Movement is a major theme in geography. It includes the movement of materials (raw materials, manufactured goods, agricultural products, etc.), ideas (innovations, fashions, etc.), people (international migration, intra-national or within-country migration, temporary migration, commuting, etc.), information (prices of stocks and shares, the routes of transportation vehicles such as buses, trains, aircraft, ships, etc.), natural entities (animals, water, air, tectonic plates, etc.). [Several terms are italicized to draw your attention to them. These are terms that you may wish to look up in a dictionary. One resource you could use is this online dictionary.]
Since the 1990s, India’s markets have rapidly opened up to importing goods. What kept those imports low before? India had erected many invisible barriers to movement – high taxes on imported goods, complicated license procedures, limits on quantities of goods that could be imported, etc.
So, for example, Washington apples and Chinese pears, Japanese cars and Dutch cheeses were not coming into the country. From the 1990s, these barriers have been reduced or lifted.
Now, Japanese vehicles and machinery are assembled in India, often in collaboration with Indian companies. For example: Toyota Kirloskar Motor Pvt. Ltd. near Bangalore manufacture Toyota cars; Volvo, a Swedish company, manufactures buses near Bangalore; Hyundai Motors, a South Korean company, have a plant near Chennai. These are possible because India has been making it easier for foreign companies to build their own factories here, to collaborate with Indian companies, providing land at cheap prices, etc.
You can buy Washington apples, Chinese pears and other ‘exotic’ fruits even from street vendors now. What are the enabling factors in this case?

‘Gala’ apple from Washington (Courtesy: http://bit.ly/XPWQwi )
Chemical preservation technology allows unripe apples and other fruits to be harvested and made available in distant places; this increases the shelf-life of these perishable items. Large quantities of the harvested apples are treated with chemicals and kept in specialized containers at low temperatures. They are exported to far-off countries, such as India. Here, they are unpacked and transported in large quantities to wholesale markets to be sold in large quantities. Retailers buy the apples from the wholesalers and sell it in shops, on carts by the roadside, etc.

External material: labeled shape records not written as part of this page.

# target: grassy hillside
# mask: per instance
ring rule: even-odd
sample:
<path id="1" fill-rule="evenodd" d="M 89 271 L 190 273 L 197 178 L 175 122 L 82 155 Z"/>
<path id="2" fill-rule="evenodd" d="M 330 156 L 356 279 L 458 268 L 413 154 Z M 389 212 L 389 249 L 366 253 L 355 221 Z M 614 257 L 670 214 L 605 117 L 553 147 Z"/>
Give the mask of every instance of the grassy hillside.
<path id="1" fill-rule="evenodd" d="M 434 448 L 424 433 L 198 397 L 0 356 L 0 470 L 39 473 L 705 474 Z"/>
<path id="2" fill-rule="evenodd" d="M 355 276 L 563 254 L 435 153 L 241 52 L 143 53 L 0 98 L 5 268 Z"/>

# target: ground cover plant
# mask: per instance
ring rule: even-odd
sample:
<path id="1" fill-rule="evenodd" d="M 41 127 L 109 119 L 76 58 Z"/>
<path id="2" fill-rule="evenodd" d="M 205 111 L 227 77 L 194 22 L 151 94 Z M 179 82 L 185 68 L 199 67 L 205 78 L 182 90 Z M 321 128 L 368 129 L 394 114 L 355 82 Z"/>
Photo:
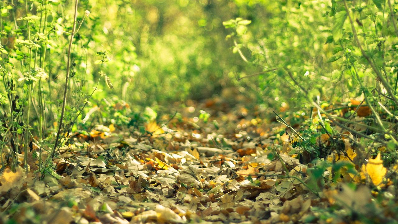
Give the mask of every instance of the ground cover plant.
<path id="1" fill-rule="evenodd" d="M 397 18 L 0 1 L 0 223 L 398 222 Z"/>

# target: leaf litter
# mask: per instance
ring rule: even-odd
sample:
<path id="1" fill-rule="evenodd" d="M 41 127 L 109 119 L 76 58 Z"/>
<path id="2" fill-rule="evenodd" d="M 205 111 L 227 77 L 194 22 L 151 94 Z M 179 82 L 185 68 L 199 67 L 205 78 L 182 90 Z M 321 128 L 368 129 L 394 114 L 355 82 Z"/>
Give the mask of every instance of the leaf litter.
<path id="1" fill-rule="evenodd" d="M 380 153 L 356 169 L 360 156 L 347 143 L 338 158 L 304 162 L 294 153 L 297 140 L 260 119 L 259 109 L 194 106 L 215 114 L 213 123 L 183 108 L 182 119 L 149 122 L 149 136 L 99 125 L 61 147 L 55 172 L 41 176 L 37 161 L 27 174 L 5 169 L 0 223 L 396 222 L 392 175 Z M 322 143 L 329 138 L 322 135 Z M 319 168 L 327 161 L 353 168 L 333 177 L 336 167 Z"/>

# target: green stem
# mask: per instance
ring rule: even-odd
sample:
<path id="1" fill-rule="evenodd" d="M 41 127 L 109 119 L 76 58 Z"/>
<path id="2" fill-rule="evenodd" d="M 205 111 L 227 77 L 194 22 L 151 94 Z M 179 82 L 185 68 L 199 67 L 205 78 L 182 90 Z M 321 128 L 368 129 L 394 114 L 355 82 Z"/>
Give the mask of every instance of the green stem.
<path id="1" fill-rule="evenodd" d="M 68 93 L 68 84 L 69 82 L 69 73 L 70 72 L 70 52 L 72 50 L 72 44 L 73 43 L 73 37 L 75 34 L 75 31 L 76 29 L 76 20 L 77 17 L 77 9 L 78 9 L 78 0 L 75 0 L 74 6 L 74 16 L 73 18 L 73 27 L 72 28 L 72 32 L 70 34 L 70 39 L 69 41 L 69 47 L 68 49 L 68 60 L 66 62 L 66 75 L 65 80 L 65 87 L 64 89 L 64 98 L 62 102 L 62 109 L 61 110 L 61 115 L 59 119 L 59 124 L 58 125 L 58 131 L 57 133 L 57 136 L 55 137 L 55 141 L 54 144 L 54 147 L 51 151 L 51 153 L 49 158 L 46 161 L 44 164 L 44 167 L 45 167 L 47 165 L 50 161 L 52 161 L 54 155 L 55 154 L 55 150 L 58 144 L 58 141 L 59 140 L 59 136 L 60 135 L 62 129 L 62 126 L 64 121 L 64 115 L 65 113 L 65 106 L 66 104 L 66 95 Z"/>

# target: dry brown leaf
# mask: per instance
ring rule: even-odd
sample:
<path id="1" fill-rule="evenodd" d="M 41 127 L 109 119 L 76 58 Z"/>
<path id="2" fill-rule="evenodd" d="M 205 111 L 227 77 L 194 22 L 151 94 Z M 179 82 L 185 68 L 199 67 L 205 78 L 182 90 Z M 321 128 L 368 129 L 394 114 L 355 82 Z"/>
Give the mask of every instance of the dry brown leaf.
<path id="1" fill-rule="evenodd" d="M 236 174 L 241 176 L 251 176 L 253 177 L 257 177 L 256 174 L 258 173 L 258 169 L 249 165 L 248 166 L 248 169 L 246 170 L 240 170 L 236 172 Z"/>

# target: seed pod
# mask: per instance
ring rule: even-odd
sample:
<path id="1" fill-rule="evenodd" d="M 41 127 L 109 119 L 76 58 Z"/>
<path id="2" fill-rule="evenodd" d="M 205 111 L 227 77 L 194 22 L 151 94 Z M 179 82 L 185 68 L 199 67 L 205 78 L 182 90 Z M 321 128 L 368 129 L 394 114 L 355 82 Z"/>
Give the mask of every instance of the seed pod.
<path id="1" fill-rule="evenodd" d="M 111 79 L 108 77 L 107 75 L 105 75 L 105 81 L 106 82 L 106 85 L 108 86 L 109 88 L 113 88 L 113 85 L 112 84 Z"/>

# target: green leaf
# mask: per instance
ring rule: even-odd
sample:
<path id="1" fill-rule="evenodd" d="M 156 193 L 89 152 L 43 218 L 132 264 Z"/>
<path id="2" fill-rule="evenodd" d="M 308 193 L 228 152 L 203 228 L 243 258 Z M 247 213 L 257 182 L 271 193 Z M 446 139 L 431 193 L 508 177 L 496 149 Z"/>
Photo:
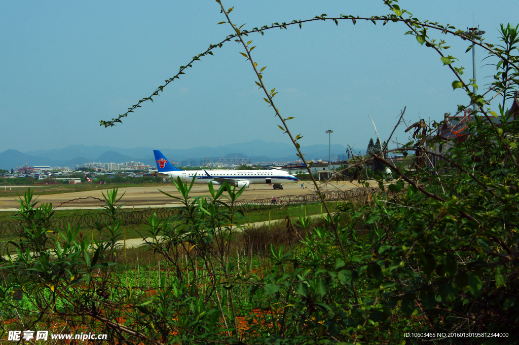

These apple-carrying ships would have to travel a long distance from Washington to India. But another geographic concept helps us reduce this distance. It’s the isthmus (from the Greek isthmos, meaning ‘neck of land’) – a tiny strip of land that connects two larger pieces of land with water bordering on both sides. The Isthmus of Panama is crucial in this. Here, the Panama Canal was opened on, get this,

Himachal Pradesh apple. (Courtesy: http://bit.ly/XPWEgC )
15 August 1914. The Suez Canal already existed (from 1869, the year in which Gandhiji was born).
These two canals make it possible for ships to avoid having to travel long distances
around Cape Horn (southern tip of South America) and the Cape of Good Hope (southern tip of Africa) – both areas where the seas are extremely rough! Before
these two canals, the distances and the rough seas were great physical barriers to the movement of Washington apples to India.
Now, the Panama Canal is upgrading and expanding. This will help increase the flow of goods significantly. Here are interesting news items from the Washington Post about this story:
- Expanded Panama Canal sparks race to be ready for bigger cargo ships – http://wapo.st/WQrHpE
- The Panama Canal gets bigger (photo gallery) – http://wapo.st/WQrZg9
- A map with details about the changes underway – http://wapo.st/WQs43p
You can read the wiki articles on Panama Canal and Suez Canal for a lot of background information.
Here is a free online book on transportation geography: The Geography of Transport Systems – http://bit.ly/WQsjvz
Thanks to technological advances and removal of invisible barriers in India, we now get apples from far off Washington any time of the year.
But are they healthy?
Explore further:
- Why are ships used to transport these apples and similar items instead of aircraft? Wouldn’t it be faster to use aeroplanes?
- Why are the seas so rough around the Cape of Good Hope and Cape Horn?
- On a globe, try to trace the routes that ships would have to take to bring apples from Washington to India if the two canals were not there.
- Why don’t the ships avoid the rough seas of Cape Horn and Cape of Good Hope by simply going north?
- Which is the Washington mentioned in here? How is it different from any other Washington you may find on a map?
- If you have broadband access to the internet, use GoogleEarth to create a map of multinational companies which have manufacturing units in different parts of India. Categorize them into different sectors – automobile manufacturing, machinery, services, etc. and use different symbols for each category you have. If you do this, save your work and share the link with The Indian Institute of Geographical Studies in the comments box below. A search on Wikipedia may be one way of getting started. Try different search terms to get the information you seek.